22. Juni 1888, Bocholt – 19. Mai 1976, West-Berlin

Portrait: Jeanette Wolff

Jeanette Cohen wird im niederrheinischen Bocholt geboren und schließt sich bereits mit siebzehn Jahren dem Verband der sozialistischen Jugend an. Ihr Vater Isaac wird als bekennender Sozialdemokrat Ende des 19. Jahrhunderts vom Lehrerberuf aus­geschlossen und betreibt gemeinsam mit seiner Frau Dina in einem Arbeiterviertel Bocholts einen Textilwarenladen. 

Da Jeanette Cohen aus finanziellen Gründen kein Studium beginnen kann, geht sie zu Verwandten nach Brüssel und erlernt den Beruf der Kinder­gärtnerin. Mit zwanzig Jahren heiratet sie den niederländischen Gemüse­händler Philip Fuldauer und bringt kurz darauf ihr erstes Kind zur Welt. Sie verliert ihre Tochter mit nur zehn Monaten, zwei Wochen später verstirbt ihr Ehemann an Tuberkulose.
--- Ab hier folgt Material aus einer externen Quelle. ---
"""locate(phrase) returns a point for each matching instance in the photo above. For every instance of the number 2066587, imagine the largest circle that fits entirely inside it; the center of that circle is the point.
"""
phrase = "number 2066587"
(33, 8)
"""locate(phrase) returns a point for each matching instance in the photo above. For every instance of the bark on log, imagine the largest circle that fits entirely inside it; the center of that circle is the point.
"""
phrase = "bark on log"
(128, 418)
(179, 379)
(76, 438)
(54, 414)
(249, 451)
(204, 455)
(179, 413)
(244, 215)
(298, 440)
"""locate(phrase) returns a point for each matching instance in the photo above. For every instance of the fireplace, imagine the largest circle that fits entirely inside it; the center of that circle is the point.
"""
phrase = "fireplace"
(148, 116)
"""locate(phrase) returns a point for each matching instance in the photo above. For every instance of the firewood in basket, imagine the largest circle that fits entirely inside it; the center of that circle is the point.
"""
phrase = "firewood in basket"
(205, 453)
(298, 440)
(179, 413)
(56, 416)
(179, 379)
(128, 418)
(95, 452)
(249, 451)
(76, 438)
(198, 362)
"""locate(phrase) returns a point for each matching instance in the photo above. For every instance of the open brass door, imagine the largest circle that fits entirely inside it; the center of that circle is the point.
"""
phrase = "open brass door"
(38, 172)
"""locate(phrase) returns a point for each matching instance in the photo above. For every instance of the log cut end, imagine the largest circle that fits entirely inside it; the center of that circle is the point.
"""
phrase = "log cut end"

Nach ihrer Rückkehr nach Bocholt heiratet sie 1910 den Kaufmann Hermann Wolff und bekommt mit ihm drei Töchter. Sie lassen sich in Bocholt nieder und führen eine kleine Textilfabrik. Nachdem ihr Mann zum Kriegs­dienst eingezogen worden ist, leitet Jeanette Wolff den Betrieb und engagiert sich für soziale Belange. Im Jahr 1919 wird sie für die SPD in die Bocholter Stadtverordnetenversammlung gewählt.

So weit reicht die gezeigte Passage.